CogniSafe3D

With the CogniSafe3D project, we are bridging the gap between deterministic industrial safety and the flexibility of AI-driven robotics.

Modern robotic systems increasingly rely on deep learning and adaptive behaviors. However, industrial safety standards require deterministic, certifiable behavior. This creates a fundamental conflict: non-deterministic AI systems must operate within deterministic safety frameworks.

Traditional safety systems often rely on 2D sensing technologies that enforce conservative speed limits or trigger frequent stops—reducing productivity and limiting true collaboration.

CogniSafe3D addresses this challenge by introducing a cognitive 3D safety architecture that combines deterministic safety guarantees with AI-enhanced environmental understanding. The goal is to enable adaptive, certifiable safety without sacrificing efficiency.

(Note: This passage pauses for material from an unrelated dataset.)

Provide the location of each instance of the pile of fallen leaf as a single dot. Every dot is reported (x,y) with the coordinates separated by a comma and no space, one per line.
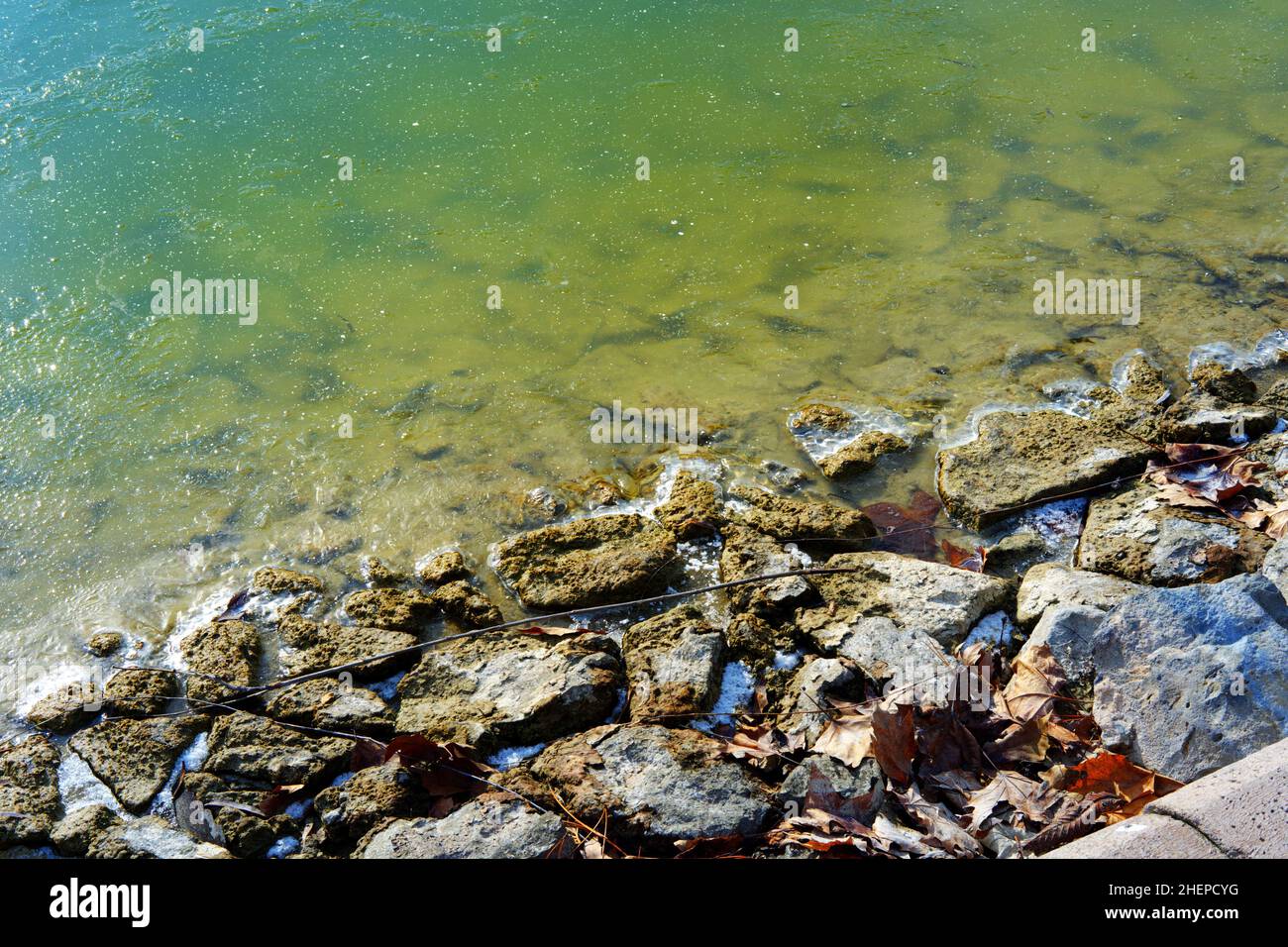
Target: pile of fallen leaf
(1017,775)
(1211,476)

CogniSafe3D utilizes external high-resolution 3D LiDAR to monitor shared workspaces and builds a layered safety concept containing a Deterministic Foundation and a Cognitive Layer.

Deterministic Foundation

  • Processing of 3D point clouds using Signed Distance Fields (SDF)
  • Reliable, safety-rated violation detection
  • Deterministic spatial safety boundary enforcement
  • Real-time risk monitoring independent of AI components

This foundation ensures compliance with current safety standards and provides certifiable baseline behavior.

Cognitive Layer

  • AI-based Human Pose Estimation (HPE)
  • Predictive algorithms for human intent and motion forecasting
  • Context-aware risk evaluation
  • Dynamic adjustment of robot behavior

The cognitive layer enhances the deterministic core by anticipating hazards before they occur.

CogniSafe3D Goals:

  • Functional Safety: to design and validate a certifiable safety architecture compliant with ISO 10218:2025 and ISO/TS 15066
  • Cybersecurity: design and integrate cybersecurity mechanisms aligned with ISA/IEC 62443 to ensure secure, resilient operation of connected robotic systems in industrial environments
  • Scalable integration into ROS 2–based robotic systems

Industrial Impact

  • Resolves the conflict between AI-driven flexibility and certifiable safety requirements
  • Reduces unnecessary emergency stops through predictive risk assessment
  • Increases productivity in shared workspaces
  • Shifts from reactive shutdowns to proactive hazard mitigation

Funding Acknowledgement: The CogniSafe3D project (E! 6085) receives funding under the Eureka-Eurostars program from the German Federal Ministry of Research, Technology and Space (BMFTR grant number 01QE2426A) and the Italian Ministero dell’Università e della Ricerca (MUR).